The 68th Annual Conference of the Israel Heart Society in association with the Israel Society of Cardiothoracic Surgery

Revascularization and urgent AVR in acute coronary syndrome setting (senior physician accompanying the case: Dr. Amos Levi)

Ben Cohen Amos Levi
Department of Cardiology, Rabin Medical Center, Israel

A 64-year-old patient with a past medical history of dyslipidemia, hypothyroidism, and pre-diabetes.

The patient reported 4 months of typical angina but sought medical evaluation for the first time a month before her admission. An ambulatory echocardiogram two weeks before admission demonstrated moderate to severe aortic stenosis with preserved LV function.

Finally, the patient presented with acute MI and acute decompensated heart failure (Wet & Warm). Initial management demonstrated new LBBB on ECG and severe LV dysfunction secondary to infero-postero-septal contraction disorder and severe aortic stenosis on echocardiography.

The patient was managed with primary PCI to the circumflex artery. Significant LAD and RCA disease were left for future intervention. The pressure gradient on the aortic valve confirmed severe AS. A short while after the revascularization, the patient developed a cardiogenic shock. Urgent echocardiography ruled out mechanical complications. The patient was stabilized and transferred awake to the ICCU supported by noradrenaline and IABP.

The next day the patient demonstrated a marked improvement. Following weaning IABP, a repeat echocardiogram demonstrated moderate to severe LV dysfunction and severe AS.

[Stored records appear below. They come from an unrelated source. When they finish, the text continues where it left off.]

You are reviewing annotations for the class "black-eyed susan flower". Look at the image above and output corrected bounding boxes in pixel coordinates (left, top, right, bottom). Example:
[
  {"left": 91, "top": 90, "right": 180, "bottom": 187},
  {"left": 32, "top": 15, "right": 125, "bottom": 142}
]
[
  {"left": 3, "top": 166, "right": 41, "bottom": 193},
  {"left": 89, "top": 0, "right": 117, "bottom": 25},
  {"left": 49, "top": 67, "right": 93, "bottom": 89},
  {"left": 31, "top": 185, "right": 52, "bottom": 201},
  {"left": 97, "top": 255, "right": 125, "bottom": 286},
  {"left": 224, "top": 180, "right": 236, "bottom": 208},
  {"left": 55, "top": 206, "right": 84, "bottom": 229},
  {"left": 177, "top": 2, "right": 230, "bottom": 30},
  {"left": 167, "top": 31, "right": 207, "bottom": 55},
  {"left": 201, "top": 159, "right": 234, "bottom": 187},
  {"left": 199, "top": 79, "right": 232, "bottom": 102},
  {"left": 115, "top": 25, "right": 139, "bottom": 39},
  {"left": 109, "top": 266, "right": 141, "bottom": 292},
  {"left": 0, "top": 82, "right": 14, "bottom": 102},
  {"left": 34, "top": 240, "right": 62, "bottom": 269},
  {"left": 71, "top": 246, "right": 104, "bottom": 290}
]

Further evaluation included TAVI protocol cardiac CTA demonstrated a heavily calcified bicuspid aortic valve.

A heart team considered the patient`s profile – her young age, bicuspid AV stenosis, and remaining coronary disease. It determined CABG and AVR were preferable to TAVI and staged PCI. STS Mortality Score of 7.7% and residual SYNTAX Score of 15 were calculated.

The patient continued DAPT based on aspirin and clopidogrel until the day of surgery. On the 8th day of hospitalization, the patient underwent CABG and surgical AVR.

Therapeutic dilemmas: management of a complex patient with STEMI, 3 vessels coronary disease, and severe valvular disease/ Consideration pro and against TAVI after primary PCI/ Preferred time interval between STEMI and CABG with/without surgical AVR/ Preferred peri-procedural anti-platelets strategy?